The image below illustrates the conceptual model

Let’s highlight the key components:

Dedicated storage resources

The site support a notion of first class mass storage devices. These include:
- Block devices: i.e., the type of device that typically presents at /dev/sd[a,b,c,...] in Linux (e.g., a hard drive). Users can partition them, format them with filesystems, etc., or simply leave them as raw storage devices. These are mounted via iSCSI and, at least initially, will only be available for virtual machines. Bare metal support is possible but may require BIOS/UEFI integration.
- Filesystems e.g., NFS or ZFS. These are network mounted somewhere like /nfs/... on the desired exp nodes. Available to bare-metal and VMs
- Objects e.g., S3 buckets. These are accessible via MinIO using the S3 storage API. Available to bare-metal and VMs

Network accessibility

All mass storage devices are accessible over the Merge infranet. Raw storage devices should likely be provisioned on a dedicated storage node or storage cluster (e.g., stor0 above), but could be hosted on infrastructure server to reduce cost and cabling needs (e.g., ifr0)

Artifacts

Artifact archival

While mass storage resources live on the site, artifacts are stored on the portal. Storage devices can be made into artifacts via the archival process (we can consider a different name). Archival is explicitly requested by a user through the Merge API. Archival involves packaging up storage device contents, creating a compressed tarball, and transferring to the Merge portal where it will be placed in a dedicated storage volume on the portal storage cluster.

Artifact contents

Artifacts consist of data and metadata

Artifact data includes:

  • Zero or more site storage devices
  • Zero or more directories uploaded from experiment nodes
  • Zero or more directories uploaded from an XDC

Artifact metadata includes:

  • Version number
  • Creation date
  • Access control policy (i.e., who is allowed to access?)
  • Deployment metadata:
    • Merge Experiment ID (e.g., botnet.discern)
    • Scripts to facilitate deployment/experiment provisioning
      • e.g., Jupyter notebook

Artifact deployment

First-class objects can be deployed automatically. When a user deploys an artifact, we check the artifact metadata for the experiment ID. The experiment XIR tells us which types of devices are present and which site they must live on. Merge then realizes+materializes a version of that experiment, and then the site provisions the storage resources. The site may have them cached locally in the artifact cache, but otherwise must download them from artifact store on the portal

Unstructured data can be created in artifacts. This includes arbitrary directories from experiments nodes or XDCs. We don’t deploy these given we don’t have enough information about where they came from in the first place (assuming they were simply uploaded via something like mrg create artifact --upload <path to directory>). Note, however, that a user could write a Jupyter notebook or script that would take this unstructured data and deploy it through any process they like.

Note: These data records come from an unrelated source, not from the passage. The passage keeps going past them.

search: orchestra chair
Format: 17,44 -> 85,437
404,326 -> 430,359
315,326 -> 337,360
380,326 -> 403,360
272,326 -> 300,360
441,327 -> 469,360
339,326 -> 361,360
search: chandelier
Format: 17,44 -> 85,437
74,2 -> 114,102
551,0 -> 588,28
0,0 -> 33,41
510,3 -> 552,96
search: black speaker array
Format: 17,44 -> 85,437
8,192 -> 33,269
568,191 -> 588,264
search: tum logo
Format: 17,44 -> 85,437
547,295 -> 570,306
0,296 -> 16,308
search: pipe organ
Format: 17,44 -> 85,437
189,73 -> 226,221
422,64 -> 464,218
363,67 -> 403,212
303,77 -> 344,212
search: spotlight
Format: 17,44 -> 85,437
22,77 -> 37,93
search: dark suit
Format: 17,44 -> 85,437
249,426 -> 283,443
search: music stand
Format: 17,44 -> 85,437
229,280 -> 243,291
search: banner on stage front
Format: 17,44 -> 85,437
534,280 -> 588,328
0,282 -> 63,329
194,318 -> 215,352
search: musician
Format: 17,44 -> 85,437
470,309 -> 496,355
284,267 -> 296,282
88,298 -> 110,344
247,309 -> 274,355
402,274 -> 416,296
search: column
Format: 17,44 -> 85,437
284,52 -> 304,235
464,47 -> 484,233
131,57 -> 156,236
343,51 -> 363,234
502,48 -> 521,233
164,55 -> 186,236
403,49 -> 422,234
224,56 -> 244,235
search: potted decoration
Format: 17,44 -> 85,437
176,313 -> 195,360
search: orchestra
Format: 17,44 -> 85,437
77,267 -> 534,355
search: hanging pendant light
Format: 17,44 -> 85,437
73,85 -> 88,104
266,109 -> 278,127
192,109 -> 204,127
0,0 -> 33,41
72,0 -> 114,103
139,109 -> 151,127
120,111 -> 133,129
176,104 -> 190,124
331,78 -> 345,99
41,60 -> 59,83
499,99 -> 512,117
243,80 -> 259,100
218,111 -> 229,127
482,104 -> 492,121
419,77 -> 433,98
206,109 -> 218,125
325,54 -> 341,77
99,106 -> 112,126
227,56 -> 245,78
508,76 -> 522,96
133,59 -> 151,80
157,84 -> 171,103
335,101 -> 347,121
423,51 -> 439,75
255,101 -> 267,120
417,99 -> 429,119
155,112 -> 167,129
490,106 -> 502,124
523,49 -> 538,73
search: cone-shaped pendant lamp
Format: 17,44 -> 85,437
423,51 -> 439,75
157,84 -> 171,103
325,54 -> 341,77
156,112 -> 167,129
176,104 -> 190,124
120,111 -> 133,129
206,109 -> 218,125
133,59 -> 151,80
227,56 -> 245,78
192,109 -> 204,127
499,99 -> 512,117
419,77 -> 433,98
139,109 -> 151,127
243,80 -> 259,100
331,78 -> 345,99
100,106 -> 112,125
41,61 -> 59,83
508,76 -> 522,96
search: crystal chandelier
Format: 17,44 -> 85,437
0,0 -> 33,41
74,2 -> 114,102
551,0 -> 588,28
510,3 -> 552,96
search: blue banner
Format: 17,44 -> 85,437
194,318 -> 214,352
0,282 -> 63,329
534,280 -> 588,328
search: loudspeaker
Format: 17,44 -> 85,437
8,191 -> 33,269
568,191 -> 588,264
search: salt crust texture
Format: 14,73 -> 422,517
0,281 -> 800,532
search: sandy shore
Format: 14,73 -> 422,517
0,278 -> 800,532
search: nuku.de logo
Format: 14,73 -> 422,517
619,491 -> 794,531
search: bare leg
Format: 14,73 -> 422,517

I like it. Overall it’s a nice clean design. I’d add creator’s username to artifact’s metadata and possibly their email address so people can ask questions if these arise on deployment.

1 Like

Looks good overall.

Do you see deployment of an artifact being post-materialization? Will there be a mrg deploy... command?

And/or will the deployment be included in the experiment model?

Will users deploy (mount) to specific nodes or to all nodes?

Will there be support to deploy multiple artifacts to an experiment?

Support for exporting artifacts would be useful as well I think. Let a researcher export artifacts that can then be incorporated into their containers for analysis or for non-Merge-based demos.

All good questions.

At a high level I view an artifact as mostly a snapshot of an experiment at some revision. While currently we view an experiment mostly as just a topology, we could think of it more holistically as:

  1. An environment. Some of this is static (typically including topology, network configuration, and OS selection), while some could be dynamic – e.g., changing link rates via Moa to emulate a mobile network or orbital system.
  2. A set of inputs to the experiment – e.g., could be datasets, traffic configurations, etc
  3. A set of outputs generated by the experiment

An artifact could capture any or all of the above characteristics. The post touches mostly on inputs and outputs through the focus on storage types, but ansible/jupyter/etc to administer the runtime environment are definitely part of it.

Do you see deployment of an artifact being post-materialization? Will there be a mrg deploy... command?

And/or will the deployment be included in the experiment model?

Not a requirement, but the more information in the model the better. This lets Merge automate more of the work for you – e.g…, if you tell us which storage devices hold relavant data, we can archive them automaticallly.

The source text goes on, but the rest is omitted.